Our results show that elimination of the Ssk2/22 binding domain (RSD-I, 5-56 aa) slightly reduced Tn resistance, while substitution of the Val54 residue for Gly, located within this domain (Fig. 2A), had no effect in the Tn resistance, which is comparable to the wild type strain (Table 1). This V54G mutation prevents binding of Ssk2/22 to the isolated RSD-I domain (Tatebayashi et al. 2003). Mutants lacking the Sho1 binding domain (RSD-II, 55-107 aa) showed a very light reduction of Tn resistance (Table 1).
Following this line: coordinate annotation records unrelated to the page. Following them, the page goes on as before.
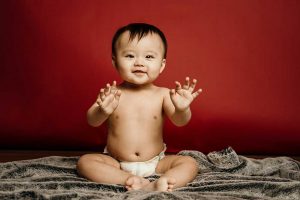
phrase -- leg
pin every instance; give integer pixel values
(105, 169)
(176, 172)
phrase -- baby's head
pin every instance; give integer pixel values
(139, 53)
(138, 31)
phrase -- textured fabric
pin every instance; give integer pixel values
(222, 175)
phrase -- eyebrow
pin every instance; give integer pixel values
(129, 51)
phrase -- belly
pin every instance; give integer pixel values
(134, 146)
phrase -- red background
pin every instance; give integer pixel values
(55, 56)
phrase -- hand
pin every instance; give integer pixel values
(108, 98)
(182, 97)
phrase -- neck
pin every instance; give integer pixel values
(131, 86)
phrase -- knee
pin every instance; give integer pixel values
(84, 162)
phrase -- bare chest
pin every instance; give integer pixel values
(139, 107)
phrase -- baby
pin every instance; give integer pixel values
(134, 111)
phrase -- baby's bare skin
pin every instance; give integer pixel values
(134, 111)
(135, 127)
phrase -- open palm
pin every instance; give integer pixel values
(183, 96)
(108, 99)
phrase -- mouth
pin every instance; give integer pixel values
(139, 72)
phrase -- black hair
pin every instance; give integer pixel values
(139, 30)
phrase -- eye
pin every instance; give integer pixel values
(129, 56)
(149, 57)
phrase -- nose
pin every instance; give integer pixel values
(139, 62)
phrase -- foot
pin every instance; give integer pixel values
(136, 183)
(162, 184)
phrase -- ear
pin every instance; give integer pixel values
(113, 61)
(163, 65)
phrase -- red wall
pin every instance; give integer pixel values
(55, 55)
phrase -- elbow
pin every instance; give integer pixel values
(180, 124)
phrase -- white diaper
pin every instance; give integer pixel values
(143, 169)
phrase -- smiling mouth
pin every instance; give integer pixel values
(139, 72)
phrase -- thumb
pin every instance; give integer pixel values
(118, 95)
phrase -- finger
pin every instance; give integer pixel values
(107, 101)
(193, 85)
(99, 102)
(172, 92)
(187, 83)
(102, 95)
(178, 85)
(113, 88)
(195, 94)
(107, 89)
(117, 95)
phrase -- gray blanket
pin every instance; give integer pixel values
(222, 175)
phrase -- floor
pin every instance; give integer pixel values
(13, 155)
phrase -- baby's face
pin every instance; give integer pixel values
(139, 62)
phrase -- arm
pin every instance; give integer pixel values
(177, 102)
(105, 105)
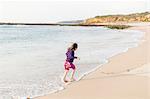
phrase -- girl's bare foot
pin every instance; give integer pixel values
(65, 80)
(72, 79)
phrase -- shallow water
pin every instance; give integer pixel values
(32, 57)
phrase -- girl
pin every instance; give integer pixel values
(69, 61)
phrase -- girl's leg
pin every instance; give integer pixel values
(65, 74)
(72, 76)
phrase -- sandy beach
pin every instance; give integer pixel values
(125, 76)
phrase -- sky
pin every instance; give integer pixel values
(50, 11)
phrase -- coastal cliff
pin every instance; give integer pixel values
(136, 17)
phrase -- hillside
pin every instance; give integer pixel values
(136, 17)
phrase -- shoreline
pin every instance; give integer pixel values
(105, 72)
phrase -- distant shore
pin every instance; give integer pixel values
(126, 76)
We then analyzed the role of the Pbs2 kinase domain (KD), which has also a docking motif for Ssk2 (Tatebayashi et al. 2003); we found that a Pbs2 protein with the KD domain deleted (KD, 353-669 aa) still conferred significant resistance to Tn. Similarly, a strain carrying a Pbs2 protein devoid of kinase activity, pbs2KM (Lys-389 substituted by Met) (Fig. 2A), displayed mid resistance to Tn (Table1). It has been reported that simultaneous elimination of the KD domain and the substitution of Val-54 by Gly completely abrogates the interaction of Pbs2 with Ssk2 in the hyperosmotic system (Tatebayashi et al. 2003). In our assays we found that the double mutation KDD/V54G caused a strong Tn sensitivity; in this mutant the Tn resistance dropped to the level shown by the pbs2D null mutant (Table1).
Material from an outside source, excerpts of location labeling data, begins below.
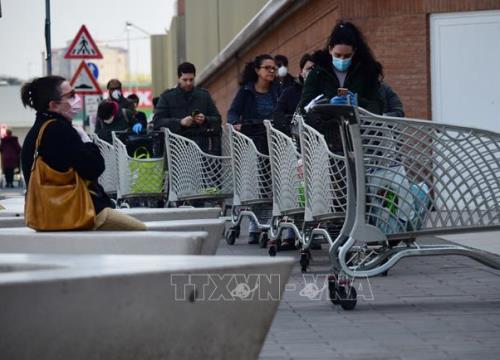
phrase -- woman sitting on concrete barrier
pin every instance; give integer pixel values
(64, 146)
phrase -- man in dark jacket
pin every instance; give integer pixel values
(283, 77)
(10, 149)
(190, 112)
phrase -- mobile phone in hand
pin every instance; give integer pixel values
(342, 91)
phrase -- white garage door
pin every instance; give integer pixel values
(465, 68)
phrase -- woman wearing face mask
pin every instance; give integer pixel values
(64, 145)
(290, 98)
(108, 120)
(346, 62)
(283, 77)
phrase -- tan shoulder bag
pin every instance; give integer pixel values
(56, 200)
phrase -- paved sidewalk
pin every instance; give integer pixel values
(426, 308)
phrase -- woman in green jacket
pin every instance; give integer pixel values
(346, 62)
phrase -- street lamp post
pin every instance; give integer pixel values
(128, 26)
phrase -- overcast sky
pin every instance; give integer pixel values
(22, 29)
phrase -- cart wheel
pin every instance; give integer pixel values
(304, 261)
(332, 291)
(263, 238)
(230, 236)
(347, 298)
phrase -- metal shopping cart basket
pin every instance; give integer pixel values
(141, 168)
(109, 178)
(413, 178)
(252, 186)
(327, 188)
(288, 188)
(195, 175)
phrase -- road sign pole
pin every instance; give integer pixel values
(47, 37)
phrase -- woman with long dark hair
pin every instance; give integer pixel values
(64, 146)
(346, 62)
(255, 100)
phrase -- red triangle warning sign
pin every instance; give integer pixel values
(83, 46)
(84, 82)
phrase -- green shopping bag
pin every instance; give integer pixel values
(146, 176)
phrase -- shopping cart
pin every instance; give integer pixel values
(252, 186)
(195, 175)
(141, 169)
(413, 178)
(109, 178)
(327, 189)
(288, 189)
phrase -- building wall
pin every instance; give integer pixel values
(112, 65)
(159, 50)
(304, 30)
(396, 30)
(201, 29)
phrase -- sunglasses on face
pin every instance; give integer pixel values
(269, 68)
(69, 95)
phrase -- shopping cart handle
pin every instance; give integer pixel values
(337, 112)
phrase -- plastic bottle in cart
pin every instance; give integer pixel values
(301, 190)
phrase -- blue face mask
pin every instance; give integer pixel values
(341, 64)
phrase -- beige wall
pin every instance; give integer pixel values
(234, 15)
(159, 51)
(112, 65)
(206, 27)
(202, 35)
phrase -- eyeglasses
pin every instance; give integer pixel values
(69, 95)
(269, 68)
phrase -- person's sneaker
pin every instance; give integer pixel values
(288, 244)
(253, 238)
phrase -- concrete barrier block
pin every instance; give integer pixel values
(136, 307)
(24, 240)
(213, 227)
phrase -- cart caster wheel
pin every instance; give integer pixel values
(332, 291)
(304, 261)
(348, 298)
(263, 238)
(230, 236)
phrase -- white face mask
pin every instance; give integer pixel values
(75, 107)
(116, 94)
(282, 71)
To complement the Pbs2 domain dissection we analyzed the effect of the elimination of the HBD-1 (136-245 aa) domain of Pbs2 (Fig. 2A), which is a binding domain for Hog1 (Murakami et al. 2008). In our experiments, deletion of this domain caused a strong reduction on the Tn resistance (Table 1), and this effect was similar to the effect that elimination of the Hog1 Pbs2BD domain had in Tn resistance. The Hog1 Pbs2BD deletion includes the two binding domains described as Pbs2 docking motifs (Murakami et al. 2008). These results demonstrate that binding of Pbs2 and Hog1 is an essential requirement for the response to Tn.
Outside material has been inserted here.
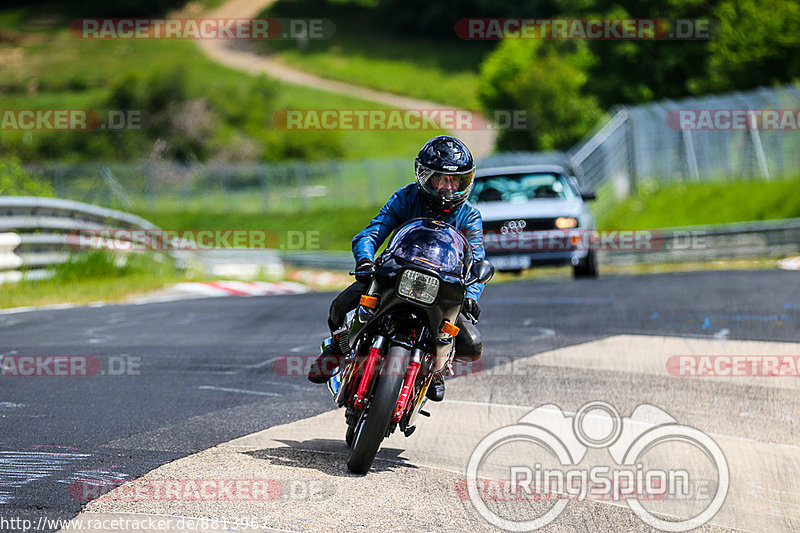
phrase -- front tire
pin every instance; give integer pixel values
(371, 428)
(586, 267)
Finally, to gain insight into the transcriptional effect that Tn treatment elicit in yeast, total RNA was extracted from cells exposed to Tn as indicated in the methods section and hybridized with an oligo-array representing 6529 ORFs. The result of the microarrays analysis is depicted in supplementary table S1. The log2 value of the differential expression between cells treated with Tn and not treated was calculated and used to generate heat maps of expressed (or repressed) genes belonging to three pathways annotated in KEGG: the MAPK (HOG) pathway, the protein processing in the ER pathway, and various types of N-Glycan biosynthesis pathway (Fig. 3). As expected, we detected that several genes of the UPR and N-Glycosylation pathways were induced under Tn treatment (Fig. 3B, C). Interestingly, Tn increased transcripts abundance of genes whose products participate in the SLN1 branch of the HOG pathway, namely SLN1, SSK2, SSK22, and YPD1 (Fig. 3A). In this assay expression of SSK1 was unchanged. It is also interesting to note that the expression of PBS2 was slightly increased while HOG1 was repressed. In this study we did not detect significant expression changes in components of the SHO1 branch (table S1).